Şu yanlış anlaşılmayı da ortadan kaldırmayı deneyeyim kendi adıma. Kimin ne giydiği ve mahremiyetten, özgürlükten, göstermekten, görünmekten, bakmaktan, görmekten ne anladığı umurumda bile değil. Ben sadece bugün ve burada olanı biteni anlamaya çabalıyorum. Bugün burada olan şeyi anlamaya çalıştığımda ise gördüğüm manzara, hadi burada da Badiou dayıdan yardım alayım, “moderni yaşadığını zanneden insanın neolitik çağı tekrar ederek çürüdüğünü” fark etmek.
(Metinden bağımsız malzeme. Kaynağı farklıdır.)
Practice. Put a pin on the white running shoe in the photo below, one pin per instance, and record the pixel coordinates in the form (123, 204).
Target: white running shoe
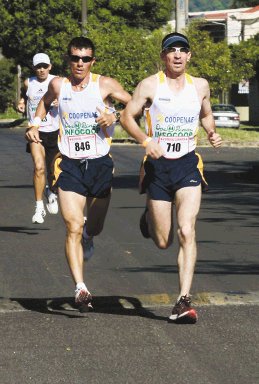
(38, 217)
(52, 205)
(83, 296)
(88, 244)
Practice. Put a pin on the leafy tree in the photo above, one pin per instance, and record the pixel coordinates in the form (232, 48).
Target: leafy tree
(244, 3)
(7, 83)
(220, 64)
(205, 5)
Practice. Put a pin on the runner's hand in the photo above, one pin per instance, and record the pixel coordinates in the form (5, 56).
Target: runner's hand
(104, 119)
(214, 139)
(154, 150)
(32, 135)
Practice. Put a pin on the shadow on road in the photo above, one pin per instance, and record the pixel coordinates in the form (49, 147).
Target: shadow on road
(115, 305)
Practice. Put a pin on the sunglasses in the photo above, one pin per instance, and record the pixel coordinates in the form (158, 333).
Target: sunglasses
(85, 59)
(39, 66)
(178, 49)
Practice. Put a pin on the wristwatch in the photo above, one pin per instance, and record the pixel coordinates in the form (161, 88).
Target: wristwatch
(117, 116)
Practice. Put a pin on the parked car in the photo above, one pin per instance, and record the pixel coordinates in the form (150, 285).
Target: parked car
(226, 115)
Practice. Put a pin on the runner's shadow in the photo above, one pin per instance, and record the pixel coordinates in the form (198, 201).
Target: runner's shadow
(113, 305)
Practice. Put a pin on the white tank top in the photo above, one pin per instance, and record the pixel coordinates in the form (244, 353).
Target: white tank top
(35, 91)
(80, 136)
(173, 119)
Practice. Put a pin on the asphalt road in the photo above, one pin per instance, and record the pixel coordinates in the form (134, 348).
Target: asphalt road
(127, 339)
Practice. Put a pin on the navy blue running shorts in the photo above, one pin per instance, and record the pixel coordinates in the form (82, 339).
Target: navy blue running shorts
(163, 177)
(87, 177)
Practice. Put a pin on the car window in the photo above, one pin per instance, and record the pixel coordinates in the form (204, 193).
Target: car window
(223, 108)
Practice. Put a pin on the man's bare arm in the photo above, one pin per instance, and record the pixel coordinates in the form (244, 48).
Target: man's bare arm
(143, 95)
(206, 116)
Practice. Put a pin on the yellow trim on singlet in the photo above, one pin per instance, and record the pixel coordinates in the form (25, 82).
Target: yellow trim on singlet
(188, 78)
(149, 123)
(161, 77)
(95, 77)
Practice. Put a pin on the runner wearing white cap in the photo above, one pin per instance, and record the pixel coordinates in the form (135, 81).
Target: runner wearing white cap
(43, 152)
(174, 102)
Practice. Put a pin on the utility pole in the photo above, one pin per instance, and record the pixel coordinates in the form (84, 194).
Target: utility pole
(18, 92)
(181, 11)
(84, 17)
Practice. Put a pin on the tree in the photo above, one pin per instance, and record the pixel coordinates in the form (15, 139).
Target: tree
(244, 3)
(220, 64)
(7, 83)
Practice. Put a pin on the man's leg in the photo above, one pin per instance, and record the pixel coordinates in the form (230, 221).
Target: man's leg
(160, 222)
(96, 214)
(38, 157)
(51, 150)
(187, 201)
(72, 210)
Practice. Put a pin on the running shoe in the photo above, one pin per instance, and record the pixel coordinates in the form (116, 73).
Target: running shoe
(143, 225)
(88, 244)
(52, 205)
(182, 311)
(38, 217)
(83, 296)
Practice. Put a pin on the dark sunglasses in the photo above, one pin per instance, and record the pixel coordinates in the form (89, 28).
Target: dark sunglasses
(177, 49)
(39, 66)
(85, 59)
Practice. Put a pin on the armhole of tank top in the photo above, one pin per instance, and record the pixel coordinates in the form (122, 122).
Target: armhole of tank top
(189, 79)
(191, 82)
(160, 80)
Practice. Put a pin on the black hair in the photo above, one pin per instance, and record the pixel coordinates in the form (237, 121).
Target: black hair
(80, 42)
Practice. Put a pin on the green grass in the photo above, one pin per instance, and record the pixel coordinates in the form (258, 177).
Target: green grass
(10, 113)
(243, 134)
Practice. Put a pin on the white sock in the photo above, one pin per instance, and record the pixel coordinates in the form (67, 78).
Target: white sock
(52, 196)
(81, 286)
(39, 204)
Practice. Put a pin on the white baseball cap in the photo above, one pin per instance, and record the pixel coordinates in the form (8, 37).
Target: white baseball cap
(40, 58)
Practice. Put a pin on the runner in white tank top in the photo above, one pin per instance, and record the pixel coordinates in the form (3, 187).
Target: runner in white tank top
(44, 152)
(174, 118)
(173, 103)
(80, 135)
(85, 169)
(36, 89)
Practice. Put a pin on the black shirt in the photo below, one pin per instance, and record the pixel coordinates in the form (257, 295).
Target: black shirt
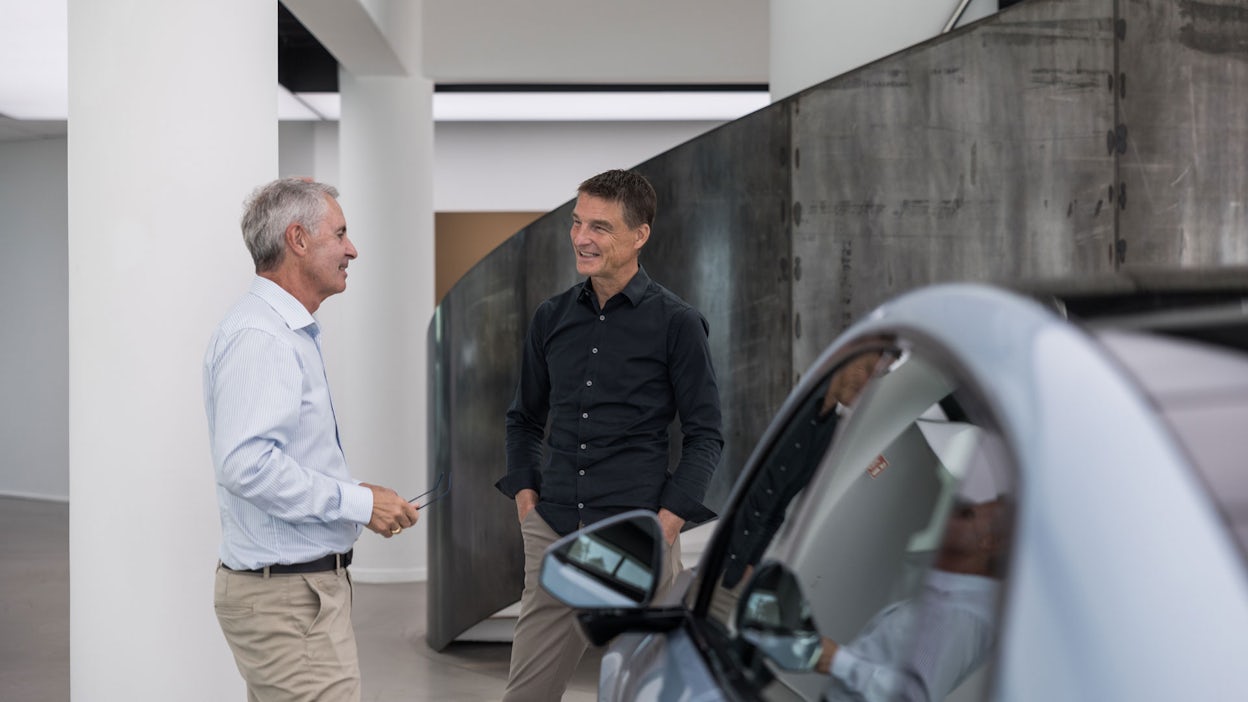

Kadına en büyük hakareti onu “göstermek ve görünmek isteyen bir ürüne dönüştüren” kapitalizmin yaptığını düşünüyorum. Güzellik yarışmasını sorun olarak tanımlamayıp güzellik yarışmasında birinci olan kızı sorun olarak tanımlamak korkunç bir dünyaya işaret ediyor kadın açısından. Bari bunu görelim.
Biraz karmaşık yazdığımın farkındayım. Bir tartışmanın zeminini oluşturma çabasının akışı çünkü bu yazdıklarım. Bir köşe yazısı için de pek uygun değil aslında. Ancak bütün bunları konuşmak zorundayız.